On 2019/4/13 7:40, Mike Kravetz wrote:
This specific part of the patch made me think,
@@ -497,12 +497,15 @@ static void remove_inode_hugepages(struct inode *inode, loff_t lstart,
static void hugetlbfs_evict_inode(struct inode *inode)
{
struct resv_map *resv_map;
+ struct hugetlbfs_inode_info *info = HUGETLBFS_I(inode);
remove_inode_hugepages(inode, 0, LLONG_MAX);
- resv_map = (struct resv_map *)inode->i_mapping->private_data;
+ resv_map = info->resv_map;
/* root inode doesn't have the resv_map, so we should check it */
- if (resv_map)
+ if (resv_map) {
resv_map_release(&resv_map->refs);
+ info->resv_map = NULL;
+ }
clear_inode(inode);
}
If inode->i_mapping may not be associated with the hugetlbfs inode, then
remove_inode_hugepages() will also have problems. It will want to operate
on the address space associated with the inode. So, there are more issues
than just the resv_map. When I looked at the first few lines of
remove_inode_hugepages(), I was surprised to see:
struct address_space *mapping = &inode->i_data;
Good catch!
So remove_inode_hugepages is explicitly using the original address space
that is embedded in the inode. As a result, it is not impacted by changes
to inode->i_mapping. Using git history I was unable to determine why
remove_inode_hugepages is the only place in hugetlbfs code doing this.
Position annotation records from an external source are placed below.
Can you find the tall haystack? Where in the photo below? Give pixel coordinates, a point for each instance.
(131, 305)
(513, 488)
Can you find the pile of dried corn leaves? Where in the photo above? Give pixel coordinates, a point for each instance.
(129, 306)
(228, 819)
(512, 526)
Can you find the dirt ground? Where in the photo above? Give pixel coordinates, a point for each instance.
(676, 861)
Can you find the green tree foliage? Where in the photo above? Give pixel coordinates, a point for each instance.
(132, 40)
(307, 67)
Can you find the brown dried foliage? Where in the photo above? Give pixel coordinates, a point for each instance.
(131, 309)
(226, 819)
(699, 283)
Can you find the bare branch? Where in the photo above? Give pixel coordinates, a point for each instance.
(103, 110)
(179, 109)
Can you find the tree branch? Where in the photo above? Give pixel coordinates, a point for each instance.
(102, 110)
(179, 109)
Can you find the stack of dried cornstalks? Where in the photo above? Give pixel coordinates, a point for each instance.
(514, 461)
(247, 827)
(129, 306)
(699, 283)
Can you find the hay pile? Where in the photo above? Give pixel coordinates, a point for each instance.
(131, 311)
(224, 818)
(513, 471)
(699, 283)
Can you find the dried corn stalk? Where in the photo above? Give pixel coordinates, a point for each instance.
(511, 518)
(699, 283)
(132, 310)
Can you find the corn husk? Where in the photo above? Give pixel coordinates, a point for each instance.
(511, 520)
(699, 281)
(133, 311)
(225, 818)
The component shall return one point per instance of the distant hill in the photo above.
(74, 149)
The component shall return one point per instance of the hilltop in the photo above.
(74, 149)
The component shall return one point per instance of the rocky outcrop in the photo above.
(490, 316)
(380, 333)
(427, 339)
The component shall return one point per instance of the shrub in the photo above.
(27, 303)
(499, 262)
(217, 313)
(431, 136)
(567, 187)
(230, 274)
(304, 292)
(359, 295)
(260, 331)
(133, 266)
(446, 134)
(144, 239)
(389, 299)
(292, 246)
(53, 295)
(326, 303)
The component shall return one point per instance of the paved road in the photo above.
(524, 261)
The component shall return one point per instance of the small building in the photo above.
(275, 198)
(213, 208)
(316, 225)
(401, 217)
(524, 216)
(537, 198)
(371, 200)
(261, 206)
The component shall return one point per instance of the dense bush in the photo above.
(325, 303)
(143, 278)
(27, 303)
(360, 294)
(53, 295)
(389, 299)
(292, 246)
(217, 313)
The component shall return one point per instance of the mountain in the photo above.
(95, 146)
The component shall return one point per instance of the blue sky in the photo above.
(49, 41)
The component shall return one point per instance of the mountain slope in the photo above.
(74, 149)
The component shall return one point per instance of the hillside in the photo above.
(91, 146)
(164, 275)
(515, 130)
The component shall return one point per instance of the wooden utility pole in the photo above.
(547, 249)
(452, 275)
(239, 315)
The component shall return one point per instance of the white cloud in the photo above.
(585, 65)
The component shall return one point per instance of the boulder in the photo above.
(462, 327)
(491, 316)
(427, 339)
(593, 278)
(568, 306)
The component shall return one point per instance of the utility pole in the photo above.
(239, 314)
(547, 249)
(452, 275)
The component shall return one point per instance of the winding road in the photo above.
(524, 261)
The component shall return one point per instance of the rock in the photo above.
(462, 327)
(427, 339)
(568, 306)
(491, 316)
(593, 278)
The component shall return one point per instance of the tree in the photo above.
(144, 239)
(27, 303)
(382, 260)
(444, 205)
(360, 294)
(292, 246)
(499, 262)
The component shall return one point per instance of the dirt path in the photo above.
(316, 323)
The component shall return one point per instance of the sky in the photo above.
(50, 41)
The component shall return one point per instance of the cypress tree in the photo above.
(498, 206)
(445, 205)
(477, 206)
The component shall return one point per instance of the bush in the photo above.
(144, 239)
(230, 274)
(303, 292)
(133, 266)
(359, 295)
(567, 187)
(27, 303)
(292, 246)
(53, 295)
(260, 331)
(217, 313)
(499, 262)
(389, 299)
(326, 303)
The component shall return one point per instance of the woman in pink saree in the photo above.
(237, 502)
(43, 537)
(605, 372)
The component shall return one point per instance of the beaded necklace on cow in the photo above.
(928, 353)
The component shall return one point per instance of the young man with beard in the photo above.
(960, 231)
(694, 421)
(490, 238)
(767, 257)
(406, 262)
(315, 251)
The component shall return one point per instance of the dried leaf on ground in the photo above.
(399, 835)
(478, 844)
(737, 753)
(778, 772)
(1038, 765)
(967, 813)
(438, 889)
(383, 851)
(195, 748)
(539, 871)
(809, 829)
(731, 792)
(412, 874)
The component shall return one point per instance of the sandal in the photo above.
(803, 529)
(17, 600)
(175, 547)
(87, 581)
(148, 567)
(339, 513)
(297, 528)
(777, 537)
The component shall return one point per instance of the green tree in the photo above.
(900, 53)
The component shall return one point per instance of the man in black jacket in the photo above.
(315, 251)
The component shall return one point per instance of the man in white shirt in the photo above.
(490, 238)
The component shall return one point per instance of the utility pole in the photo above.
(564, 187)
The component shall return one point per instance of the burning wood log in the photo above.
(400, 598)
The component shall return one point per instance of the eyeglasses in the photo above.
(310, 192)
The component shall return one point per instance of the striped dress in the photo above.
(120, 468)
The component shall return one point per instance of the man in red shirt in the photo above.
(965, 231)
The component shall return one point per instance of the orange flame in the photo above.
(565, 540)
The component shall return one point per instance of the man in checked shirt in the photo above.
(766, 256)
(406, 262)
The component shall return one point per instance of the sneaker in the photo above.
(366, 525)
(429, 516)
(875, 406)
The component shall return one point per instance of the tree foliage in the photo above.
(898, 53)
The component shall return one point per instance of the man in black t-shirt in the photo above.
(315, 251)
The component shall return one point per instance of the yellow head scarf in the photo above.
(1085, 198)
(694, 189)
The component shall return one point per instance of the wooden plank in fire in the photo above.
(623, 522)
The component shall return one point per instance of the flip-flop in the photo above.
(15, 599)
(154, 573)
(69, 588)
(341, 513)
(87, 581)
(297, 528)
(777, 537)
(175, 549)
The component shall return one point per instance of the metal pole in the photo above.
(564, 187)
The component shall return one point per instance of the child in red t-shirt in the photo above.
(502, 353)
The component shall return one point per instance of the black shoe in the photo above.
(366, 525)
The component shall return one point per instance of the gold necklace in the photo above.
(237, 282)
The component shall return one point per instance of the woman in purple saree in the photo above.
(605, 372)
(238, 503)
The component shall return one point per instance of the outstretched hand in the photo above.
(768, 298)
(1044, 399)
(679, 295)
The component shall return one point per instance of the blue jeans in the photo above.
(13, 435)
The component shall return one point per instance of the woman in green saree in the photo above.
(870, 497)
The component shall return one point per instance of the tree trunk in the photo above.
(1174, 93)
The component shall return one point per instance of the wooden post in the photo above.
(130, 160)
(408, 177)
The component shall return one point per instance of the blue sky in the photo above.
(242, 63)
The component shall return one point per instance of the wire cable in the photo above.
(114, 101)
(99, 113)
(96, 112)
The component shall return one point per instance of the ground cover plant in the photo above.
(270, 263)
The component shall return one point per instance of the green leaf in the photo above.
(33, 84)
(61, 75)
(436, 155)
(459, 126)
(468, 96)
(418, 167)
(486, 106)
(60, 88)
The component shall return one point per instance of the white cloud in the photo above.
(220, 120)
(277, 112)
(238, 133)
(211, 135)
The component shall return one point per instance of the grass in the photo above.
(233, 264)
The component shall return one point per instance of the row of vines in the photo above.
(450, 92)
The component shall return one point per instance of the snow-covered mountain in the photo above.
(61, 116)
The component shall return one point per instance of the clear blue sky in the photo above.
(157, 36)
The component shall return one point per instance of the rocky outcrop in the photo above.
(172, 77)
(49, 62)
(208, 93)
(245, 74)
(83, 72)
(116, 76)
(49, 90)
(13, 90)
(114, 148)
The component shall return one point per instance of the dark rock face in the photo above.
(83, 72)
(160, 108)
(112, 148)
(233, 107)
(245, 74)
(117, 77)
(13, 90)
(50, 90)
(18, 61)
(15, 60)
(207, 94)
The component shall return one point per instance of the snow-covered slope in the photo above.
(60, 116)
With this in mind, a simple change like the following will fix the original
leak issue as well as the potential issues mentioned in this patch.
diff --git a/fs/hugetlbfs/inode.c b/fs/hugetlbfs/inode.c
index 53ea3cef526e..9f0719bad46f 100644
--- a/fs/hugetlbfs/inode.c
+++ b/fs/hugetlbfs/inode.c
@@ -511,6 +511,11 @@ static void hugetlbfs_evict_inode(struct inode *inode)
{
struct resv_map *resv_map;
+ /*
+ * Make sure we are operating on original hugetlbfs address space.
+ */
+ inode->i_mapping = &inode->i_data;
+
remove_inode_hugepages(inode, 0, LLONG_MAX);
resv_map = (struct resv_map *)inode->i_mapping->private_data;
/* root inode doesn't have the resv_map, so we should check it */
I don't know why hugetlbfs code would ever want to operate on any address
space but the one embedded within the inode. However, my uderstanding of
the vfs layer is somewhat limited. I'm wondering if the hugetlbfs code
(helper routines mostly) should perhaps use &inode->i_data instead of
inode->i_mapping. Does it ever make sense for hugetlbfs code to operate
on inode->i_mapping if inode->i_mapping != &inode->i_data ?
I also feel very confused.
Yufen
thanks.